By Miriam Komaromy, MD

Reviewed by Peggy Conrad, CGC and Jonathan Terdiman, MD
Last updated August 11, 2000

Hereditary nonpolyposis colorectal cancer (HNPCC) is the most common known hereditary cause of colon cancer. In fact, HNPCC accounts for between two and five percent of all colon cancer cases.

What Is HNPCC?

HNPCC is a hereditary syndrome that is caused when a person inherits a mutation in one of five different genes. If people born with HNPCC do not undergo early and regular screening, they have a much higher risk of developing colon cancer than the general population if they do not undergo early and regular screening.

About two to five percent of all colon cancer cases are attributed to HNPCC, also called Lynch Syndrome, after Dr. Henry Lynch who realized that it was a separate disorder from other hereditary colon cancer syndromes.

Certain things are misleading about the name of the syndrome hereditary nonpolyposis colon cancer. First, HNPCC is not a form of cancer, it is only a syndrome that puts people at high risk for colon cancer. Second, even though the name has nonpolyposis in it, people with HNPCC will still develop colon polyps as a precursor to colon cancer. Scientists simply use this term to distinguish HNPCC, which causes a small number of polyps to develop, from another hereditary colon cancer — familial adenomatous polyposis syndrome — in which thousands of polyps develop.

When HNPCC Leads to Colon Cancer

Although a person can have HNPCC without actually having colon cancer, mutations in the genes that cause HNPCC dramatically increase the risk of developing colon cancer.

Nearly all colon cancers begin as noncancerous polyps — or mushroom-like growths inside the colon. People with HNPCC are much more likely to develop these polpys, and tend to develop them at a younger age than people without HNPCC.

Family Medical History

People with HNPCC need to be screened earlier because of their tendency to develop colon cancer at a young age.

Colon cancer typically does not produce symptoms until it is too late to successfully treat the disease. However, there are effective early detection methods. In the general population, such screening for cancer is not necessary before age 50. But, people with HNPCC need to be screened earlier because of their tendency to develop colon cancer at a young age. But how do doctors know who has HNPCC if there are no symptoms? The key lies in one's family history.

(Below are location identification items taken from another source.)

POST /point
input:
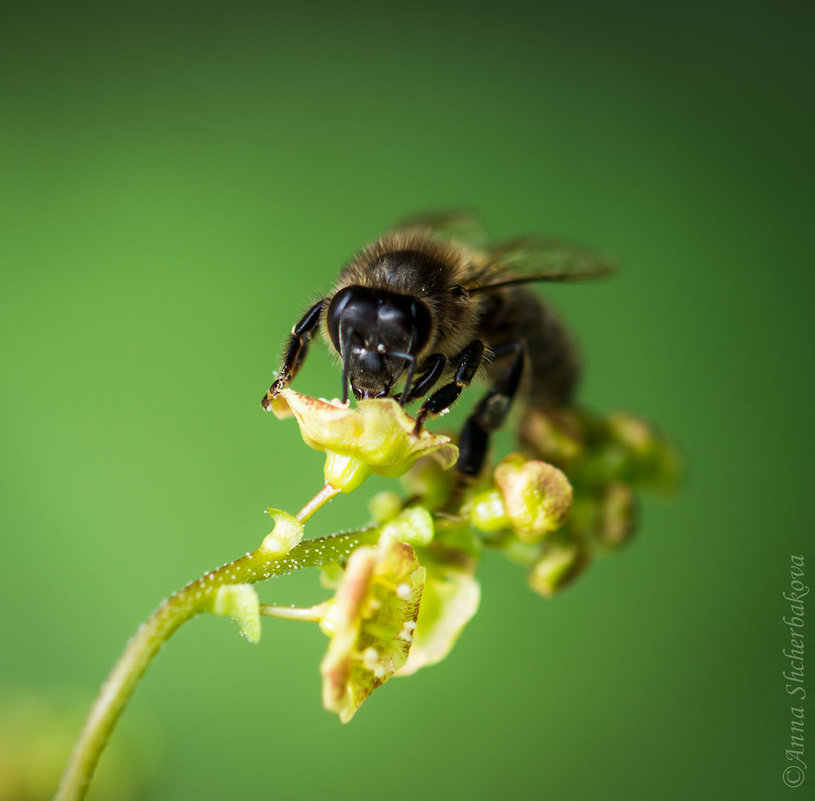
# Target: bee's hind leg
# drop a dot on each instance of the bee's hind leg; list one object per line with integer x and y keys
{"x": 491, "y": 411}
{"x": 295, "y": 351}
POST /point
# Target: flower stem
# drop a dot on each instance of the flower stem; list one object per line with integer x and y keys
{"x": 193, "y": 599}
{"x": 311, "y": 613}
{"x": 319, "y": 500}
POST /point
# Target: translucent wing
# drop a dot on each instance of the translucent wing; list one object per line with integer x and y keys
{"x": 463, "y": 225}
{"x": 528, "y": 259}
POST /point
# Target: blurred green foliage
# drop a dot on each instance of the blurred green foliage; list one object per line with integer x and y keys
{"x": 179, "y": 182}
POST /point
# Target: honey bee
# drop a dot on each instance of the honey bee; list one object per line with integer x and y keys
{"x": 431, "y": 302}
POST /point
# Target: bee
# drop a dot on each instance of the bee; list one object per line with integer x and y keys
{"x": 431, "y": 302}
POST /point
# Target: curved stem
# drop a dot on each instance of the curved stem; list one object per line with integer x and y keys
{"x": 176, "y": 610}
{"x": 313, "y": 614}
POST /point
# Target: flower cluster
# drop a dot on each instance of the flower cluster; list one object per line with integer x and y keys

If either of your parents has HNPCC, you have a 50 percent chance of inheriting the altered gene and thus the syndrome — a pattern of inheritance called autosomal dominant inheritance. Using this knowledge about how HNPCC is passed down through families, health professionals with experience in genetics can look for clues.

Because family histories can be complicated, a group of doctors and researchers developed guidelines called the "Amsterdam II Criteria" to help identify patients who might have HNPCC.

Limitations of Screening Criteria

It is important to note that many, but not all, families with HNPCC meet these criteria. In other words, your family could still have HNPCC even if you don't meet all the Amsterdam II criteria. These guidelines become particularly unreliable if you come from a small family.

If you believe your family history of cancer is suggestive of HNPCC, you should discuss it with a genetic counselor or geneticist who is familiar with this particular disorder. Although many families do not fit the profile of the Amsterdam II criteria, many might still benefit from genetic testing, and should follow screening and prevention guidelines designed for patients with HNPCC.

top

Screening and Prevention

The main way that doctors and genetic counselors figure out if you have HNPCC is by looking at the types of cancer and age at which cancer developed in you or your family. If it looks like your family does have HNPCC, the next step usually involves looking at tumors from people in your family (if they are available). If the tumors suggest that there is a detectable genetic error predisposing your family to HNPCC, the next step is a genetic test to try to identify the error. If someone in your family is found to have an error in one of the genes associated with HNPCC, then other family members can be tested for the same error to find out if they too have inherited the predisposition to HNPCC.

Members of families with HNPCC should strongly consider some special colon cancer screening and prevention options. These include having your doctor perform a colonoscopy every one to two years after you reach the age of 20 to detect any abnormalities, or polyps, on the inside walls of your colon. After the age of 40, you should undergo this procedure annually. Women should also be screened for endometrial cancer (also called cancer of the uterus).

References

Lynch, H. (1996). Hereditary nonpolyposis colorectal cancer (Lynch Syndrome): An updated review. Cancer 78: 1149-1167.

Rodriguez-Bigas, M. et al. (1997). A National Cancer Institute workshop on hereditary nonpolyposis colorectal cancer syndrome: Meeting highlights and Bethesda guidelines. Journal of the National Cancer Institute 89(23): 1758-1762.

Syngal, S. (2000). Hereditary nonpolyposis colorectal cancer: A call for attention. J Clin Oncology 18(11): 2189-91.

Vasen, H. et al. (1999). New clinical criteria for hereditary non-polyposis colorectal cancer (HNPCC, Lynch Syndrome) proposed by the International Collaborative Group on HNPCC. Gastroenterology 116: 1453-1456.